La télévision avait donné naissance à Dartfish, avec ses possibilités réputées de comparaison et de synchronisation. Cet outil de diffusion est devenu un outil d’aide à la décision pour accompagner dans un premier temps les skieurs. Ce logiciel est d’ailleurs largement utilisé dans de nombreuses activités sportives. Les gymnastes par exemple, mais beaucoup d’autres les ont rejoint pour bénéficier de cet outil de lecture, mais surtout d’analyse…

Mais le meilleur n’est-il pas à venir ?

Ancien coach, coureur à la retraite ou légende vivante, ils sont tous devenus consultants pour une chaîne de télévision.

La structure est immuable: un leader et son indispensable second. Batman et Robin, Blake et Mortimer, Sherlock et Watson: on peut décliner ce genre de duo à l’infini. Dans le ­monde du ski alpin télévisé, les paires de commentateurs se font et se défont au fil des années. Les chaînes du service public suisse en ont connu plusieurs. Actuellement, les anciens skieurs Olivier Brand et William Besse partagent leurs analyses avec les Romands sur la RTS alors que Bernhard Russi et Michi Bont détaillent les courses pour les téléspectateurs alémaniques. Les Tessinois, eux, profitent des remarques éclairées de l’ancien coach Mauro Pini et de Piero Gros.

«C’est un boulot que l’on vit sur le fil du rasoir, a imagé Michi Bont. Il ne faut pas être trop vague, sinon on perd la plus-value qu’on aimerait amener. Et il est impératif de ne pas trop entrer dans les détails techniques, pour ne pas ennuyer le téléspectateur.» Pour sa part, l’ancien entraîneur en chef des Suissesses, Mauro Pini, a relevé que le fait de ne plus pouvoir parler aux athlètes avant la course l’a forcé à s’adapter. «On n’explique pas les choses de la même manière à un athlète qu’aux téléspectateurs, a détaillé le Tessinois.
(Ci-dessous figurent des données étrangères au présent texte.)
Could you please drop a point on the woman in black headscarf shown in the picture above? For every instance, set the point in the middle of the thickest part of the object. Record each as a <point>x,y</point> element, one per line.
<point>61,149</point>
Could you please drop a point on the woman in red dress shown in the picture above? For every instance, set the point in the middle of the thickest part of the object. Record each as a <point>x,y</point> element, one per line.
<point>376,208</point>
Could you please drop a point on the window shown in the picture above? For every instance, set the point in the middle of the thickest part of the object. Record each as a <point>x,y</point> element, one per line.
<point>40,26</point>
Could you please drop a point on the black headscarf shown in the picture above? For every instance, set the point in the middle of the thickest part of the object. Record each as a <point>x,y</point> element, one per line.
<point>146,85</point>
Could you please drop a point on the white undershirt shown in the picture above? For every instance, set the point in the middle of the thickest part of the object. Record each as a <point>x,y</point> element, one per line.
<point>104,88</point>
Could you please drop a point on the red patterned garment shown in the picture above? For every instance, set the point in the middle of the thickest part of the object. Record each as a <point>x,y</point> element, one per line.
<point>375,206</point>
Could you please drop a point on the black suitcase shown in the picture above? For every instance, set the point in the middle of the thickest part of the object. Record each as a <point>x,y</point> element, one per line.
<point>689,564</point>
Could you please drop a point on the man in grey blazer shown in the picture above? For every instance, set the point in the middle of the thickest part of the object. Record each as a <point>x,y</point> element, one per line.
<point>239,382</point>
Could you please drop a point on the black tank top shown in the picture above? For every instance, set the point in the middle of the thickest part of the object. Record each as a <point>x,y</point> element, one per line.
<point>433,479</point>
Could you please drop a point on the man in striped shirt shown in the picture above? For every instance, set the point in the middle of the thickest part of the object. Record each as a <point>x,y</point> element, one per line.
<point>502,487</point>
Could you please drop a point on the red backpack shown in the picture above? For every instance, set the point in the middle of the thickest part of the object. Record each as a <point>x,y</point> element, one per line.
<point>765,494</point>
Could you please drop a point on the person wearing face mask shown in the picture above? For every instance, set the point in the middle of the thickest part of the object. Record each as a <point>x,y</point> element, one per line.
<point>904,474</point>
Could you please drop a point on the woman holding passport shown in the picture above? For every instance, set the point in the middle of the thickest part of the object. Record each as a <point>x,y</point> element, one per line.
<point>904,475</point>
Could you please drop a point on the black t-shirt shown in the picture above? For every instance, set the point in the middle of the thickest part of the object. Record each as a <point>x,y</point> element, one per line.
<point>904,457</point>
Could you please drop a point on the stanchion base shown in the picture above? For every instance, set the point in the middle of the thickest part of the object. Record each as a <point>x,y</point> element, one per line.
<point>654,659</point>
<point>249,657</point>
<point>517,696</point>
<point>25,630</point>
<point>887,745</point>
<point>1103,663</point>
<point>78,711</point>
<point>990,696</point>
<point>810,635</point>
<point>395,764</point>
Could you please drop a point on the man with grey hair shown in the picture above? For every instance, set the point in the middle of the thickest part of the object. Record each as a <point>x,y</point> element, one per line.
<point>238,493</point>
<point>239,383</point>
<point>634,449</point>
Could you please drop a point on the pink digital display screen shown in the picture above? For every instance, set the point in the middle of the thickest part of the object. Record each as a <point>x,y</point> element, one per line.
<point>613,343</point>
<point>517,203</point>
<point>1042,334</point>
Il y a un jargon pour la télévision, j’ai donc dû changer ma manière de m’exprimer.»

Frais retraité, Didier Cuche met ses talents au service d’Eurosport durant les Mondiaux. L’ancien champion découvre l’envers du décor. «Je me rends compte qu’il n’est pas facile de poser les bonnes questions. Y répondre est plus aisé», a-t-il convenu.

«Ce nouveau rôle me plaît, et je me mets sous pression parce que j’ai envie de le faire comme il faut. J’espère que mes collègues n’hésiteront pas à pointer mes erreurs du doigt, et à me les faire corriger, de façon à ce que je puisse m’améliorer», a ajouté le Vaudruzien, toujours perfectionniste.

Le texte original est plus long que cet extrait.